Litigation Funding Opens the Gates
The advent of litigation funding firms has provided plaintiffs a solution to many of these challenges because they are designed to take on these obstacles. Funding firms watch the global marketplace for potential cases. They research local liability laws to determine the viability of cases, country by country. They research the legal process in the various countries to determine whether and how actions can be brought and maintained. They identify potential plaintiffs. They fund the requisite court deposits. They pay attorneys fees as the case proceeds. They assess the likelihood of success, and having done so, they agree to assume the financial obligation should the plaintiff lose the case.
In exchange for this work, the firms contract with plaintiffs to be paid a percentage of any recovery, much like contingency fees in the United States. As such, litigation funding firms remove the logistical, legal and financial burdens from the plaintiff and forge ahead with the litigation abroad, leading a coordinated worldwide effort.
The impact of litigation funding has been clear: more cases in more countries. Dozens of cases have been filed in a wide variety of countries in recent years.
In one case involving a manufacturing company, litigation arising out of financial fraud was brought in three countries. In the United States, shareholder class actions led to a multimillion-dollar settlement, while actions by prosecutors led to another multimillion-dollar settlement. In the United Kingdom, criminal actions were commenced, and a whistleblower case was settled for millions. In Japan, executives received prison sentences, and a litigation funding firm pursued an alternative dispute resolution resulting in a multimillion-dollar settlement.
In another manufacturing company case, a firm is facing regulatory litigation and shareholder actions in four countries. In the United States, regulators and shareholders have filed the expected actions. Dozens of cases have also been filed in Germany, including suits under Germany’s version of class action and a suit by hundreds of institutional investors. Collective actions have been filed in the Netherlands, and a state pension fund has filed an action in Norway.
Because these cases take a long time in many countries, they become more expensive. Each country may begin its own local civil, criminal and regulatory proceedings, potentially necessitating multiple local counsel with expertise in each area. There will also be settlements in each country, which will compound and potentially increase overall settlement values. Plus, once a litigation funding firm has done its research, reviewed a case, decided it viable and invested in prosecutions around the globe, the firm may be less likely to settle for sums that do not provide a return on their sizable effort and investment.
The Multinational Insurance Opportunity
Multinational companies and their executives can prepare for this broadening global litigation by putting a truly multinational insurance program in place.

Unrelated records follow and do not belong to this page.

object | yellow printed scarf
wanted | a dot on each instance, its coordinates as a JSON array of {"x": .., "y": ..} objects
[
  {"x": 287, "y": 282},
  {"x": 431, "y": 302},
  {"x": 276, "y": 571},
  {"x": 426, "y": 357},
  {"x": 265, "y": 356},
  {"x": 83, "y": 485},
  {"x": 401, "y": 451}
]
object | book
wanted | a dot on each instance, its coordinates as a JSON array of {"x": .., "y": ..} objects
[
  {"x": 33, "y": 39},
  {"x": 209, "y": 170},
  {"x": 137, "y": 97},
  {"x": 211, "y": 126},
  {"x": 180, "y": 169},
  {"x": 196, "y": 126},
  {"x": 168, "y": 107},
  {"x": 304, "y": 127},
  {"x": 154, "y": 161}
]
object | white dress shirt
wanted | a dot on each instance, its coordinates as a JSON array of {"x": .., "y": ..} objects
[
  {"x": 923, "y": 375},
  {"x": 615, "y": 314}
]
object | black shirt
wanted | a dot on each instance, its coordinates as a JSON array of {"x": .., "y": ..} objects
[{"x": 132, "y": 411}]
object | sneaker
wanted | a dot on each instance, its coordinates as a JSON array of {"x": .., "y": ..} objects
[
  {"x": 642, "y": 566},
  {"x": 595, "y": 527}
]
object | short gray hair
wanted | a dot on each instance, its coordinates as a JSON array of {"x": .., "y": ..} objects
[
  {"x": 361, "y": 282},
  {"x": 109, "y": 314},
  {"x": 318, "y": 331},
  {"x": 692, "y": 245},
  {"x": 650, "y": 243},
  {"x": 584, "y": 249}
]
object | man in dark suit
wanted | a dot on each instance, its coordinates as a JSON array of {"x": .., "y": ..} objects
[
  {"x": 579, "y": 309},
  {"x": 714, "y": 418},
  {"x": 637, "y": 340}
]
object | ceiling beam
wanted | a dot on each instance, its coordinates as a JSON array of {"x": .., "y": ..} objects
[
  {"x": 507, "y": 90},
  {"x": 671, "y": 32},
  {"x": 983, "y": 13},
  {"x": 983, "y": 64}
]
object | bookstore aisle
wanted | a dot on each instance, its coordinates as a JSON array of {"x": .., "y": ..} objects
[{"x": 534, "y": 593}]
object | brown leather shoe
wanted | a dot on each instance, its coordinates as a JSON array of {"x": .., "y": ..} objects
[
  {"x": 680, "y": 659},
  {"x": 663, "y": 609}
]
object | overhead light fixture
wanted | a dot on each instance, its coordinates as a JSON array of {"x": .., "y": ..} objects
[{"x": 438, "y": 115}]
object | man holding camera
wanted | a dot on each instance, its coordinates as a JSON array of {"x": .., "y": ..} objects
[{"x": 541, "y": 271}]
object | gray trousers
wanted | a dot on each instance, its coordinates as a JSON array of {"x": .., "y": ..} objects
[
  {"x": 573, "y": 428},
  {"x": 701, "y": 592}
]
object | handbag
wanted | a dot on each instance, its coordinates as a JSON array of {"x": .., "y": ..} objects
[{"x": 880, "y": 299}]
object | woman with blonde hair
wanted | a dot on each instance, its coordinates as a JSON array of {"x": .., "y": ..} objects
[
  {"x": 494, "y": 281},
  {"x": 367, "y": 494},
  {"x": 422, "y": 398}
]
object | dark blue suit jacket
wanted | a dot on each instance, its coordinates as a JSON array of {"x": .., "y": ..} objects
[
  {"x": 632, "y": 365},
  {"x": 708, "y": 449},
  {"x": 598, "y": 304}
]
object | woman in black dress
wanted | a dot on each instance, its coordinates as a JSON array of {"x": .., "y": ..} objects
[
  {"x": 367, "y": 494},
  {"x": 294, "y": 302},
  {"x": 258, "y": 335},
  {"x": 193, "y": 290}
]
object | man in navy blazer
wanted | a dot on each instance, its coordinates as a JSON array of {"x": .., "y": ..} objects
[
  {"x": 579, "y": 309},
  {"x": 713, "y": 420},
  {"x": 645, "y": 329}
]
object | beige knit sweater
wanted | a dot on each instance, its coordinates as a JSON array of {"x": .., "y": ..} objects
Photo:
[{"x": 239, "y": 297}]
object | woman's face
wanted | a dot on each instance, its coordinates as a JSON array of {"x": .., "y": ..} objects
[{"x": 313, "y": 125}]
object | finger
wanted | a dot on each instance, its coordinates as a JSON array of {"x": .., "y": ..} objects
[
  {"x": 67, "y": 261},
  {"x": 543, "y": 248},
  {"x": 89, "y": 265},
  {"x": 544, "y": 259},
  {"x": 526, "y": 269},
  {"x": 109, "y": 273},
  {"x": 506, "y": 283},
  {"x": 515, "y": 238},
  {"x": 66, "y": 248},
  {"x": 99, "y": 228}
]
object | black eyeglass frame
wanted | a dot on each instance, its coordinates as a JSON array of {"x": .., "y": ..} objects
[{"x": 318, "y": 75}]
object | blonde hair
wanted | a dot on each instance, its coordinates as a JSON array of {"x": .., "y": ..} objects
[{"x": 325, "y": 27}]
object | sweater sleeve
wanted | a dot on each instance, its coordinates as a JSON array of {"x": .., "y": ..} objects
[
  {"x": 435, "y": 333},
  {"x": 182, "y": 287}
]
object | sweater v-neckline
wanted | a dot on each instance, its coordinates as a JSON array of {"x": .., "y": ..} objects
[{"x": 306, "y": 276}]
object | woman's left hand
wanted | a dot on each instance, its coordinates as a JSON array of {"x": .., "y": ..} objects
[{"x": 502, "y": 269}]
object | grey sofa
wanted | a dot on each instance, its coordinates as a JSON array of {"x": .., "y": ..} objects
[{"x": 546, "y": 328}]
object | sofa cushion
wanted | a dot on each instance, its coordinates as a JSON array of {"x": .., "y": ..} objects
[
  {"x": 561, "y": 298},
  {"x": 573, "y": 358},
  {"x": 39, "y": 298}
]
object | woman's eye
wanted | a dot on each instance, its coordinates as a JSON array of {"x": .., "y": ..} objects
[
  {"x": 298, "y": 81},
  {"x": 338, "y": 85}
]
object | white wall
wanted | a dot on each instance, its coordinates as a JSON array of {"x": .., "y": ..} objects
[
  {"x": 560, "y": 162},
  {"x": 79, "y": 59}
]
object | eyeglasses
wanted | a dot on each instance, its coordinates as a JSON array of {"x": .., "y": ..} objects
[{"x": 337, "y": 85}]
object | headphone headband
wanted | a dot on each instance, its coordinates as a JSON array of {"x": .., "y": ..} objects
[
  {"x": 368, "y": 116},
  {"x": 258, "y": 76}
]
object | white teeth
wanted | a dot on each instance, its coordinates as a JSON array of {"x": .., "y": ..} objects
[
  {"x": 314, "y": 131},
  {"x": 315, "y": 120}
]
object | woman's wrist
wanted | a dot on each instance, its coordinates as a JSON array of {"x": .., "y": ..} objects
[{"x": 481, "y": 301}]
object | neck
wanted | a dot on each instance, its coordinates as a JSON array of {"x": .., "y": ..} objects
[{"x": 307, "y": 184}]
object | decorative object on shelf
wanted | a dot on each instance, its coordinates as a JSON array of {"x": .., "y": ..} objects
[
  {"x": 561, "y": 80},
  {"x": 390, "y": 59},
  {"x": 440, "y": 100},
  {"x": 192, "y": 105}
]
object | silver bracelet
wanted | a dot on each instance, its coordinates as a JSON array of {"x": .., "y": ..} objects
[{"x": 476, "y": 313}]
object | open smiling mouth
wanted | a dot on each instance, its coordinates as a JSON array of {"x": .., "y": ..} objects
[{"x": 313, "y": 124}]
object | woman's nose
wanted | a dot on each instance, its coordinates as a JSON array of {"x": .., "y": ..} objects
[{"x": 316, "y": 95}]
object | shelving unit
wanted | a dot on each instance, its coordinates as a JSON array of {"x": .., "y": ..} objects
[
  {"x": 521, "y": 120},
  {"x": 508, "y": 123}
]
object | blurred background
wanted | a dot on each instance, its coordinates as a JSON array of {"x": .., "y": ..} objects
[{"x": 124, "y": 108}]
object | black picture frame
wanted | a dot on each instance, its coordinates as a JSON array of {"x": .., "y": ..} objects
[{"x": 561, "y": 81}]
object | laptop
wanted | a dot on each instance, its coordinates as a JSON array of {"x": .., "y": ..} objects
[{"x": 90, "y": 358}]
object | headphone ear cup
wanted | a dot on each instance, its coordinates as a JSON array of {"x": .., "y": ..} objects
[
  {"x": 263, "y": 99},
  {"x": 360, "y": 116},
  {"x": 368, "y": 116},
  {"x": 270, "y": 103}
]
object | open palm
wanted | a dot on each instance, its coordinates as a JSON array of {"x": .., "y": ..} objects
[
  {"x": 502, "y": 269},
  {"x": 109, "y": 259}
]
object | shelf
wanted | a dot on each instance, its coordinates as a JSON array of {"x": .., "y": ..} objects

Directors and officers liability insurance can provide protection in the headquarters country and in countries that permit the policy to apply to local subsidiaries and executives. In those countries, premium allocation requirements must be met and premium taxes paid. The insurer can arrange for claims handling in countries that require locally licensed adjusters, and it can ensure losses are adjusted by an insurer that understands the foreign liability regime and rules. In addition, local policies can be purchased in countries that do not permit application of non-local insurance, and reinsurance can be arranged in compliance with local restrictions.
This framework of a truly multinational insurance program must be considered and created in a way that complies with the requirements of all countries involved to provide the best protection against an increasingly global litigation environment.